I hope the bastards develop an rectal itch and their fingernails turns into fish hooks...

Reactions: Funny 2


----------



## SmokeyJoe (24/10/16)

Rafique said:


> are you allowed to say which flea market ?
> 
> Bledy skelms, good they got caught



According to Derick it was at Montana Traders. The store owner was released, according to them they bought it from an oke that said it was from a vape shop that closed down and they didnt know it was stolen

Reactions: Thanks 1


----------



## Daniel (24/10/16)

SmokeyJoe said:


> According to Derick it was at Montana Traders. The store owner was released, according to them they bought it from an oke that said it was from a vape shop that closed down and they didnt know it was stolen



Riiiiight , and the 'too good to be true price' didn't raise suspicion from the shop owner ..... almal blerrie skelms .....

Reactions: Agree 1


----------



## SmokeyJoe (24/10/16)

Daniel said:


> Riiiiight , and the 'too good to be true price' didn't raise suspicion from the shop owner ..... almal blerrie skelms .....

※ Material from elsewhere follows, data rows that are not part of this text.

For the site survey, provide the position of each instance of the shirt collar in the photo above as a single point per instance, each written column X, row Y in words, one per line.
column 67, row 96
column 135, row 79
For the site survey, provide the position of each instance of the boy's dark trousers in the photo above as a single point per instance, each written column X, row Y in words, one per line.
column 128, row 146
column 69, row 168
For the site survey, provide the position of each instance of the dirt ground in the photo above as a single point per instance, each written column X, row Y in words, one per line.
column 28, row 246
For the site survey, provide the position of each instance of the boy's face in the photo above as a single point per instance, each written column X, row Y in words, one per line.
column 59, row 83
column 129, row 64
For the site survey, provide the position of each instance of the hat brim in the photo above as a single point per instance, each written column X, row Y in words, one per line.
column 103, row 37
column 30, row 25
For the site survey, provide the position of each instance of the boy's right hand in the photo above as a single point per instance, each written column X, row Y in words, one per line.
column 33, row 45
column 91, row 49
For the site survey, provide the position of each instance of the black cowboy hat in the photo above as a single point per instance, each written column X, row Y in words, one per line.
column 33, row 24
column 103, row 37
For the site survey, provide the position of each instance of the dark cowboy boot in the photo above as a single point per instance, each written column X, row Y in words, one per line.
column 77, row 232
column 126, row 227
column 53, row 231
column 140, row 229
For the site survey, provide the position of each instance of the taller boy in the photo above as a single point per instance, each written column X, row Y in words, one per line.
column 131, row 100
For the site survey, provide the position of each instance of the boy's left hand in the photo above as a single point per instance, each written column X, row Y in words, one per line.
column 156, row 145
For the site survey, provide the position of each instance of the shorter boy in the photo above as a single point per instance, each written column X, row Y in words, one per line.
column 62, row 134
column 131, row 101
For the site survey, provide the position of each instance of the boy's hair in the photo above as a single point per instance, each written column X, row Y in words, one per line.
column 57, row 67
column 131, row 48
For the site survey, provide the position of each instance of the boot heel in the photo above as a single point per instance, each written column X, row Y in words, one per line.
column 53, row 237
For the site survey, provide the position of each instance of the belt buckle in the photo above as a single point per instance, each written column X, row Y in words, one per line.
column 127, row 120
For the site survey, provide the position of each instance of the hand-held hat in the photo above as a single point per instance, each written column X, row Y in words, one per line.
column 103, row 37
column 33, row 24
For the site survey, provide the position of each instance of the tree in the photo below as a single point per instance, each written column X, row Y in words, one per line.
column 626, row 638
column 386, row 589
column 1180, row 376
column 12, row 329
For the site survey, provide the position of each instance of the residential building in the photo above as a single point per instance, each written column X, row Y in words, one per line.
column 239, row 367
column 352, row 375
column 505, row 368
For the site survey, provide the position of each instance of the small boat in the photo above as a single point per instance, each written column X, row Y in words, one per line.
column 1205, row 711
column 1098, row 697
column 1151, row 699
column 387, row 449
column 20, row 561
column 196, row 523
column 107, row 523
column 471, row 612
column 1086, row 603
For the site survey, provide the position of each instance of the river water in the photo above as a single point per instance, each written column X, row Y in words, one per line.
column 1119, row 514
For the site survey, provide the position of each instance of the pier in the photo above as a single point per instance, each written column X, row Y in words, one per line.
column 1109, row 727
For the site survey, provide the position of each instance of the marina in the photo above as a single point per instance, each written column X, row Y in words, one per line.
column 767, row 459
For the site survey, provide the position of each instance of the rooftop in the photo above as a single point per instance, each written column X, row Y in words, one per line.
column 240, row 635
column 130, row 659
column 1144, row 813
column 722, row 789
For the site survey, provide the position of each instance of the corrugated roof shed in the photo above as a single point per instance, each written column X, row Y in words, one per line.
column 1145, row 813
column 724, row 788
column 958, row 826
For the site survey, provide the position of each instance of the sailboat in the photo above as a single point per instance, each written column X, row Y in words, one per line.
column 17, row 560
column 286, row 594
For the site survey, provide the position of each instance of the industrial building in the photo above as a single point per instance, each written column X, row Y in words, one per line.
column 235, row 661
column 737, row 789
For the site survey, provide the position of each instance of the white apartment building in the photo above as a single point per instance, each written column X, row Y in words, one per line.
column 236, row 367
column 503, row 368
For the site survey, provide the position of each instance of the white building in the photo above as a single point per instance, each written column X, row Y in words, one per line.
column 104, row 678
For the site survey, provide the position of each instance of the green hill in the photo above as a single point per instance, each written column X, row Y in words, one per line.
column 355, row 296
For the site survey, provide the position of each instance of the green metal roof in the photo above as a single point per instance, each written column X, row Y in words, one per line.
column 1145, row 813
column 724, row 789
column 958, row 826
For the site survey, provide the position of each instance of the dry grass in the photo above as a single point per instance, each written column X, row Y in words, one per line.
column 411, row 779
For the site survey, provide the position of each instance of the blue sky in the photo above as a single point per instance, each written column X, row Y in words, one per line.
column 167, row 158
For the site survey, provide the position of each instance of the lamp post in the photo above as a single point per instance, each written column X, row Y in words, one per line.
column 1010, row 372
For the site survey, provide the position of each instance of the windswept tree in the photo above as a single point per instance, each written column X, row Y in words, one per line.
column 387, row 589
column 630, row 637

Its the same as using the excuse, Im driving fast because im going to miss my plane, when the metro pulls you over for doing 180


----------



## incredible_hullk (24/10/16)

and the recovered stock had some skyblue labels...come on folks all u need to do is check if the business is still open


----------



## RichJB (24/10/16)

The thieves sold it on with the Skyblue labels still on it. Not the fizziest colas in the fridge, clearly.

Reactions: Funny 6


----------



## Caramia (24/10/16)

@Vapers Corner -


SmokeyJoe said:


> According to Derick it was at Montana Traders. The store owner was released, according to them they bought it from an oke that said it was from a vape shop that closed down and they didnt know it was stolen

Reactions: Thanks 1


----------



## Daniel (24/10/16)

well I think the owner will think twice buying illegal products again ..... kudos for the vigilant forumite/customer spotting it ....

This brings the question , how to use modern day technology to track down stolen goods , being in the security industry we have been looking at small GPS tracking devices similar to this : Trackr This then get's hidden in packages etc .... maybe a cheap solution for those that want to try it .... and no i am by no means affiliated with the company


----------



## SmokeyJoe (24/10/16)

RichJB said:


> Not the fizziest colas in the fridge, clearly.


HAHAHA, i have to remember that one


----------



## Strontium (24/10/16)

Wonder what their prices were like


----------



## craigb (24/10/16)

Strontium said:


> Wonder what their prices were like



They were going for a steal

Reactions: Funny 5


----------



## Slick (24/10/16)

Blue Monday for skyblue thieves


----------